Maria Lind is one of the most renowned curators of her generation. Currently director of Tensta Konsthall in the outskirts of her native city of Stockholm, Lind previously held posts as director of the graduate program at the Center for Curatorial Studies at Bard College in upstate New York, head of Iaspis in Stockholm, director of Kunstverein München in Munich and curator at Moderna Museet, also in Stockholm. In 2009, she became the fourth recipient of the Menil Foundation’s prestigious Walter Hopps Award for Curatorial Achievement.

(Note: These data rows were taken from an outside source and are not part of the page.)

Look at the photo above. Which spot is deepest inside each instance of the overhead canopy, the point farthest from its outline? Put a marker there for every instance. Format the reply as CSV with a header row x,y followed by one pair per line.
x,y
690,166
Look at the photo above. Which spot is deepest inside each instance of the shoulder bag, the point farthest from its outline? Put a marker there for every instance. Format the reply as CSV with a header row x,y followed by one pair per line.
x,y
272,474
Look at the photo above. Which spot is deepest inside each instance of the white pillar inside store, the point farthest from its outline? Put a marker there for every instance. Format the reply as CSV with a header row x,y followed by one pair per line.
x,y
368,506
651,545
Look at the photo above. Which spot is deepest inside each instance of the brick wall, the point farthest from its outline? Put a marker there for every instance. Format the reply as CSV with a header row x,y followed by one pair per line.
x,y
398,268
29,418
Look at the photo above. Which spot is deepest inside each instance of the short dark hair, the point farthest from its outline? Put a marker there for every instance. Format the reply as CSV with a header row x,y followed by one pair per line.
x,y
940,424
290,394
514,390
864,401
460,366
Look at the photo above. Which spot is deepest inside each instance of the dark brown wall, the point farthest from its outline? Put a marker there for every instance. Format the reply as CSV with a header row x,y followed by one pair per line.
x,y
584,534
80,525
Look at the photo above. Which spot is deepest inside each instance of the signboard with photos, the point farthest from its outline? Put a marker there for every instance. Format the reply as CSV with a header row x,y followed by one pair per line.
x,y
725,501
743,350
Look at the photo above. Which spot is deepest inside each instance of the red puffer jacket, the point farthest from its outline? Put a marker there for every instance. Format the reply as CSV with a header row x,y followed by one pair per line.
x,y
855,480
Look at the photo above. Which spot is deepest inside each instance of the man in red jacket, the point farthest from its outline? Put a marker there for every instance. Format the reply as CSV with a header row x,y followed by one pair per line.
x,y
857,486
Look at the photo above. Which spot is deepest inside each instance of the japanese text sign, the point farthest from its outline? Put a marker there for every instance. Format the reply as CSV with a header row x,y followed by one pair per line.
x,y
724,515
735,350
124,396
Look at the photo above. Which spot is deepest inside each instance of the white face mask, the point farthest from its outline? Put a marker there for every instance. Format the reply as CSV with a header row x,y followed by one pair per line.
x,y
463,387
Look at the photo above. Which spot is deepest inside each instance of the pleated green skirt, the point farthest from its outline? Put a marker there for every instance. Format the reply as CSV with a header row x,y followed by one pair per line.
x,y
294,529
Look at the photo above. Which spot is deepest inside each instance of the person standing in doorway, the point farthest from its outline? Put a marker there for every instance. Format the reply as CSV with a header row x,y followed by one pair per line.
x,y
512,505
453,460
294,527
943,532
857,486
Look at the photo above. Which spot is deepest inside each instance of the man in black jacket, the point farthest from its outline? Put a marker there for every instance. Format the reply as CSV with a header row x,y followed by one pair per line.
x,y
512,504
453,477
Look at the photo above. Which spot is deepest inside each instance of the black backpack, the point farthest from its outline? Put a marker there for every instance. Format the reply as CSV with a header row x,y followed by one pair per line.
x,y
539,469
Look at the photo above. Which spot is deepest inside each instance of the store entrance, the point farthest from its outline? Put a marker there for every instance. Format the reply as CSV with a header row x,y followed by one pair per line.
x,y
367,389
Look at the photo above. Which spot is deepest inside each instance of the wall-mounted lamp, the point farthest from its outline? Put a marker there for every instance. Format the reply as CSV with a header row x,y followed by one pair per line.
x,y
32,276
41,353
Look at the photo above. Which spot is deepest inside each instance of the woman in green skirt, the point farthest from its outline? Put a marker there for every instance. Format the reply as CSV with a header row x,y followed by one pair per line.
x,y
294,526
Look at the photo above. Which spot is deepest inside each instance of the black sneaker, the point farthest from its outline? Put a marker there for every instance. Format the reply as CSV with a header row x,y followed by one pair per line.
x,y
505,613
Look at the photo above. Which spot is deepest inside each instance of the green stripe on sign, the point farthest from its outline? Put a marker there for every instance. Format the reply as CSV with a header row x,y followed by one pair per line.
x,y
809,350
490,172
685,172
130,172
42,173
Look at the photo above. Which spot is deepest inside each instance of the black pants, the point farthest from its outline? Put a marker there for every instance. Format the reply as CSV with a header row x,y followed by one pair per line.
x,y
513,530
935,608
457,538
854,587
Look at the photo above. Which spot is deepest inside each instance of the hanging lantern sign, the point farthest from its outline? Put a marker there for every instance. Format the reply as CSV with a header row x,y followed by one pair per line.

As a writer on art, Lind has not achieved the same influence, even though she began her career as an art critic in Sweden. The newly published anthology Selected Maria Lind Writing should garner her a much-deserved wider readership. The volume, compiled by Brian Kuan Wood, an editor of e-flux journal, features essays, interviews, statements and research notes written in English between 1997 and 2010. In a nod to her curatorial methodology, in which she works closely with artists, often on projects that challenge the programming or organization of the institution for which she works, Lind, together with Kuan Wood, invited a handful of colleagues to select and comment on a few of her texts. Rather than feeling contrived, these responses, from curators Beatrice von Bismarck and Ana Paula Cohen, critic Tirdad Zolghadr and artist Liam Gillick—designer of the book’s repellently bright yellow cover—reveal Lind’s open and trustful relationship with her collaborators.
Selected Maria Lind Writing is divided into six thematic sections: “Expanded Fields,” “Reflexivity,” “Here and Now,” “Working Together or Not,” “Art and Artists” and “Embeddedness.” The contents, however, are exceptionally difficult to categorize, ranging from essays on individual artists and groups, such as Deimantas Narkevičius, Philippe Parreno, Apolonija Šušteršič and Oda Projesi, to texts about Lind’s own and others’ exhibitions and projects, to reflections on art funding and its place in society. Although sprawling and prismatic, the volume successfully encapsulates Lind’s varied interests (art, politics, critical theory) and different roles (curator, director, educator), providing several parallel threads to follow. Still, a front-to-back reading proves demanding. Rather, it’s a volume to return to, time and again.
The book’s length of over 400 pages might also discourage potential readers, but Lind’s prose, candid without being crude, makes for compelling reading. Her training as a newspaper critic, where direct and pedagogical writing is the rule, and the fact that these texts are written in her second language likely influenced the straightforward tone. Lind’s writing style developed during the thirteen years the volume spans, becoming more precise without becoming academic, but her voice remains her own from the outset.
A critical contemplation of contemporary art and curatorial practice, Selected Maria Lind Writing presents texts that will inspire readers to understand art as a method of engagement. Lind shows that art, by shaping perception, can foster both aesthetic and critical engagement with the world without instrumentalizing or forcing those connections. More than merely providing insight into the mind and actions of one of today’s most influential curators, the book prompts readers to think about their own relationship to social, economic and political concerns without ever questioning the power of art.